Lors de notre rencontre avec le producteur Anthony Van Biervliet, il est déjà plongé dans les préparatifs pratiques, dégageant une fierté palpable. Mais cette satisfaction n’est pas l’apanage des seuls producteurs. Les différentes parties prenantes, telles que la commune de Knokke-Heist, la maison de mode Natan et les investisseurs, se réjouissent également du succès de la série.
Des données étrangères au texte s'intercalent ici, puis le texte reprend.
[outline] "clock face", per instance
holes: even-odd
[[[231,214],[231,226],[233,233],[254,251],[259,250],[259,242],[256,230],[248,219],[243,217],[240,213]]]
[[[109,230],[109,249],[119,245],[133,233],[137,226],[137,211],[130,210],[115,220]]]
Le succès de Knokke Off est indéniable. La série s’est hissée dans le top 10 sur Netflix dans 54 pays à travers le monde. En Belgique, elle a rencontré un succès phénoménal, devenant la série la plus regardée sur la plateforme VRT Max avec 7,7 millions de videostarts. Son attrait auprès des jeunes est particulièrement remarquable : près de la moitié des spectateurs avaient moins de 35 ans. De plus, la série a connu un franc succès aux Pays-Bas et en France.
La connexion néerlandaise
« La connexion néerlandaise revêt une grande importance pour Dingie, notre société de production. Une plateforme de streaming comme Netflix n’aborde pas de la même manière notre petit pays morcelé et les Pays-Bas, qui disposent d’un public plus vaste et unilingue. Compte tenu de cette portée, nous avons ajusté le scénario et les personnages. À l’origine, Daan, l’étudiant qui travaille dans le bar de plage, devait être originaire d’Alost, mais il s’agit finalement d’un Néerlandais de Breda vivant avec sa mère au camping de Cadzand, juste de l’autre côté de la frontière. L’impact a été considérable. Les Néerlandais regardent Knokke Off comme s’il s’agissait d’une série néerlandaise tournée dans un contexte flamand. Rien d’étonnant que la série soit restée neuf semaines dans le top 10 de Netflix aux Pays-Bas », explique Anthony Van Biervliet.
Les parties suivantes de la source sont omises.